The Department of Commerce’s Bureau of Industry and Security (“BIS”) announced a final rule, effective today, March 29, 2017, to amend the Export Administration Regulations (“EAR”) to remove Zhongxing Telecommunications Equipment Corporation (“ZTE”) and its subsidiary, ZTE Kangxun Telecommunications Ltd. (“ZTE Kangxun”), from the Entity List. ZTE and ZTE Kangxun were originally placed on BIS’s Entity List on March 8, 2016.

BIS’s decision to delist these two entities follows ZTE’s recent settlement of administrative and criminal enforcement actions with the U.S. Department of Justice, BIS, and U.S. Treasury Department’s Office of Foreign Assets Control, in which ZTE agreed to pay $1.19 billion in penalties for violations of the U.S. sanctions against Iran and U.S. export controls, making false statements to the U.S. government, and obstruction of justice. This settlement is discussed in more detail in our recent blog post. As a result of this delisting, the general license to temporarily authorize exports, reexports, and transfers to ZTE and ZTE Kangxun was removed from the EAR. Two other ZTE entities, Beijing 8-Star and ZTE Parsian, remain on the Entity List, and all items (i.e., goods, software, technology) subject to the EAR require a license to be exported, reexported, or transferred to these entities.

In addition to the two removals, the final rule also added Shi Lirong, former CEO of ZTE, to the Entity List for actions contrary to U.S. national security or foreign policy interests.

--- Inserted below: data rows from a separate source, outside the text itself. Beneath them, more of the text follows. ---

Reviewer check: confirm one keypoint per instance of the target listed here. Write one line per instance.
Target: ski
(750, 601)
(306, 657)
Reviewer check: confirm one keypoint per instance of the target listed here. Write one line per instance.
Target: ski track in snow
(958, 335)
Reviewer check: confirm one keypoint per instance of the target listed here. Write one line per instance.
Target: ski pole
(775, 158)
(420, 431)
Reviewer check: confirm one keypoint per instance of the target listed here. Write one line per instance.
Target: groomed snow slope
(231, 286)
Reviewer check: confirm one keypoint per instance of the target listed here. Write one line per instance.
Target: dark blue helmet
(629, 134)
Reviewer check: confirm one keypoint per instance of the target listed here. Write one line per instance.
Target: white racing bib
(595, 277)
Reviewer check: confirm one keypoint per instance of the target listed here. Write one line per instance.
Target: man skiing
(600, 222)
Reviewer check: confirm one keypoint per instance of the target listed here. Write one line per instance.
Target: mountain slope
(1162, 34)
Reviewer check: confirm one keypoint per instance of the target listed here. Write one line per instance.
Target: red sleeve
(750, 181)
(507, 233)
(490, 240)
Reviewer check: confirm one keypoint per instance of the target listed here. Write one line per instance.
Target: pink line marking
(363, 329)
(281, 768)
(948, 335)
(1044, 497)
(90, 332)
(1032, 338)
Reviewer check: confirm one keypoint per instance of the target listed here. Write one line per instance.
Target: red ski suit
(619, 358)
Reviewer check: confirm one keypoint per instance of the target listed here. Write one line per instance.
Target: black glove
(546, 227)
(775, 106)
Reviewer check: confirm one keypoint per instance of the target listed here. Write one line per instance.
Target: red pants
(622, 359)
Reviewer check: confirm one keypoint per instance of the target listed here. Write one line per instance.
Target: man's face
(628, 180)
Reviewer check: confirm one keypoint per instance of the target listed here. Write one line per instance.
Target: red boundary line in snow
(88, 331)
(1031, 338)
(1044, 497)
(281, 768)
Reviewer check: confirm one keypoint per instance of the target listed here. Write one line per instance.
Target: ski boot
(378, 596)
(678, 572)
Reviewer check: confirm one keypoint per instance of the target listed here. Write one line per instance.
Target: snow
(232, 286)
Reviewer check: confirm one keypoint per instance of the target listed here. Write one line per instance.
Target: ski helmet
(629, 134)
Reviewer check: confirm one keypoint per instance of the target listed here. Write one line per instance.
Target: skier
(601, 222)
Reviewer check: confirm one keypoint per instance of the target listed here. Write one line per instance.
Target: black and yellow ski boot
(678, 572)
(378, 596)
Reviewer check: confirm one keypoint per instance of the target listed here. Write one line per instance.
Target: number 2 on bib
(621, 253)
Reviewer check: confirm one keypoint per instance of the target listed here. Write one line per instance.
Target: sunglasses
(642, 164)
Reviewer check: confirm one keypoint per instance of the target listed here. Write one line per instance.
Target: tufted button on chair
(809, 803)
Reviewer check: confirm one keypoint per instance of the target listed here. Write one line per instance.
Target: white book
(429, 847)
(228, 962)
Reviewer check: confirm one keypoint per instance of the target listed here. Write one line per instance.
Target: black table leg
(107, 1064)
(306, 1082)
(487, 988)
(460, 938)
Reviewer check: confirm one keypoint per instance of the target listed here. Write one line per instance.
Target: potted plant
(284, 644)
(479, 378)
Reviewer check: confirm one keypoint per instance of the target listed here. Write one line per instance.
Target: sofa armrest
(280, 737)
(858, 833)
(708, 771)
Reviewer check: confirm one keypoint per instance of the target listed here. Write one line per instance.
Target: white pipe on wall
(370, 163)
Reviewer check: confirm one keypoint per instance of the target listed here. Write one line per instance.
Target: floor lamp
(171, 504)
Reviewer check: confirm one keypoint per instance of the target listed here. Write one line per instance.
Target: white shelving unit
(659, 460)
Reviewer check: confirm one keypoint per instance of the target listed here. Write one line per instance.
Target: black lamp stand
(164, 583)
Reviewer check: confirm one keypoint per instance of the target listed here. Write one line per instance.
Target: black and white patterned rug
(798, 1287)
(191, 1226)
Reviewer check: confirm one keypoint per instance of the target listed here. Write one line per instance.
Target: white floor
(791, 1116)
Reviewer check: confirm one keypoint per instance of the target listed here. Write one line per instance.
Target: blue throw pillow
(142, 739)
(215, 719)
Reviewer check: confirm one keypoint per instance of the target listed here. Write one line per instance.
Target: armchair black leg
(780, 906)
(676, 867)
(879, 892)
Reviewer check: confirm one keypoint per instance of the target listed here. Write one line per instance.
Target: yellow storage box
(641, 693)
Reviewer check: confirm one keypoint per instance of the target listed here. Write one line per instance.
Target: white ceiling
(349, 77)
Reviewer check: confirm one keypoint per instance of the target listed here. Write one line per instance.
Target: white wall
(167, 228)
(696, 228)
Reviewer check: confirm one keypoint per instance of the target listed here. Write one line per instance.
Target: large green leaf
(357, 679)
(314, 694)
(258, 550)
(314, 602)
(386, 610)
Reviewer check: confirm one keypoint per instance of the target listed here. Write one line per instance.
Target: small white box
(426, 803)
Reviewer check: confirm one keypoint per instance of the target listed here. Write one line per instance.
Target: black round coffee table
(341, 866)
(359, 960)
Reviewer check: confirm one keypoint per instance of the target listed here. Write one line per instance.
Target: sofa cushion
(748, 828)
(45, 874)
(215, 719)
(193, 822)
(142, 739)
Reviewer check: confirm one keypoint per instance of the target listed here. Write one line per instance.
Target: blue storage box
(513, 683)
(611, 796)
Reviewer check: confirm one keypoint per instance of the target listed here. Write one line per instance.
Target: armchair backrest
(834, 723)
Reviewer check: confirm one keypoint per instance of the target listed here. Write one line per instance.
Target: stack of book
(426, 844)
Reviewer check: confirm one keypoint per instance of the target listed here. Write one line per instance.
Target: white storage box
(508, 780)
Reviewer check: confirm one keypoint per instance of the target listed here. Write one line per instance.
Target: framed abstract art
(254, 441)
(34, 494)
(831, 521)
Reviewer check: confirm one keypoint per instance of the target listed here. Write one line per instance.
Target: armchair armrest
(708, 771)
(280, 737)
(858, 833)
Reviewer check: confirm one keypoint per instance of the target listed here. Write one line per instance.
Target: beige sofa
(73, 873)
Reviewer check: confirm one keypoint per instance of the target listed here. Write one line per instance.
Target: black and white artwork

As a result, all items subject to the EAR will require a license to export, reexport, or transfer to Shi Lirong and such license applications will be reviewed on a policy of denial. Shi Lirong was ZTE’s CEO at the time of the violations and he signed the documentation describing ZTE’s scheme to establish, control, and use a series of shell companies to illicitly reexport controlled items to Iran in violation of U.S. export control laws. His designation on the Entity List illustrates how violations of U.S. export control laws pose risks of significant administrative sanctions for individuals as well as entities.